A pipeline carrying thousands of gallons of toxic oil has leaked its noxious payload into the most pristine and productive trout stream in North America ("Teams gauge damage from Exxon spill into Montana's Yellowstone River," July 3). Running that conduit next to any waterway seems an example of bad judgment.

That would be almost as silly as building a nuclear power plant in an earthquake-prone, island nation, on the shore of a tsunami-generating ocean, or as storing sewage on top of a city water intake pipeline, or as expecting deer not to eat the shrubbery when we move to the suburbs.

Bob Schira

Sylvania

Montana spill a precursor

Are we paying attention to the fiasco in Montana? This is what we're letting ourselves in for by opening our pristine Ohio parks to greedy oil men.

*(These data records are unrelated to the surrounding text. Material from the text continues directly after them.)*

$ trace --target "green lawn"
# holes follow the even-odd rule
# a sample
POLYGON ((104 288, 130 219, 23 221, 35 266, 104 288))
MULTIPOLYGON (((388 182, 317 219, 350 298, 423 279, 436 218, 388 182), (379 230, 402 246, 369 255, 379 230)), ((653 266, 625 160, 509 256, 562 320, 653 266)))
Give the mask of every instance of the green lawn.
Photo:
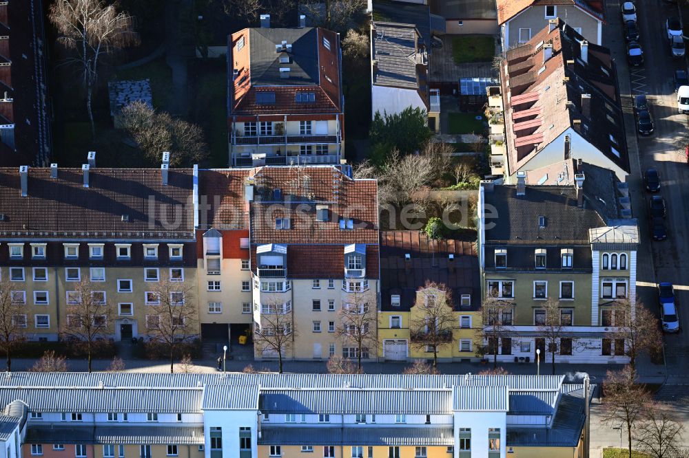
POLYGON ((452 39, 455 63, 491 62, 495 55, 495 40, 489 35, 460 35, 452 39))
MULTIPOLYGON (((604 448, 603 458, 627 458, 629 450, 627 448, 604 448)), ((632 458, 650 458, 650 455, 632 450, 632 458)))
POLYGON ((475 133, 483 135, 486 131, 486 126, 483 114, 480 113, 450 113, 449 116, 450 133, 475 133), (480 120, 476 116, 481 116, 480 120))

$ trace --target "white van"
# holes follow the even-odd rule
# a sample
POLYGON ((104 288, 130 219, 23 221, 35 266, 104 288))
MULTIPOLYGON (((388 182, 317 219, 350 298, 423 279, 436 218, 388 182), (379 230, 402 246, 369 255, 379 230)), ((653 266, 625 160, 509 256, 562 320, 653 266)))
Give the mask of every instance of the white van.
POLYGON ((689 114, 689 86, 680 86, 677 89, 677 111, 689 114))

Our heritage, preserved for decades , will be overrun by oil derricks and support equipment, never to be the same. I shudder at the thought of places I've visited despoiled by these greedy people.

John G. Sabo

Holland

Read my words: Raise my taxes

To the GOP majority in Congress: Please raise my taxes. To the Democratic President and his cohorts: Please don't limit tax hikes, or please rescind the ill-conceived Bush tax cuts for the rich.

As a nation, rich, poor, and in between, we are broke, in large part because of the Bush tax cuts and the GOP-forged undoing of limits on banking, financial, and insurance institutions.

We all have a stake. It is our country, and even the dopes in Congress are our dopes. If we want to keep the nation ours, let's pay up.

Get cracking, you politicians. Start looking out for the nation, not your pet ideologies and the next election.

Eileen Foley

Lowe Road

Mayor's likeness already recorded

I have no positive or negative feelings toward Toledo Mayor Mike Bell. But in response to his hiring of a photographer ("Bell keeps re-election options open; photographer hired for weekend events," July 7): I was under the impression, because of all the photos I have seen of him since he was elected, that he must have a full-time photographer living with him.

Charlie Leininger

107th Street

Now Chinese can fix our streets

I'm happy to note that Mayor Bell has lured the Chinese investors to buy The Docks and the Marina District ("City, Chinese duo seal Marina deal," July 3). Perhaps the Chinese can repair our crumbling streets.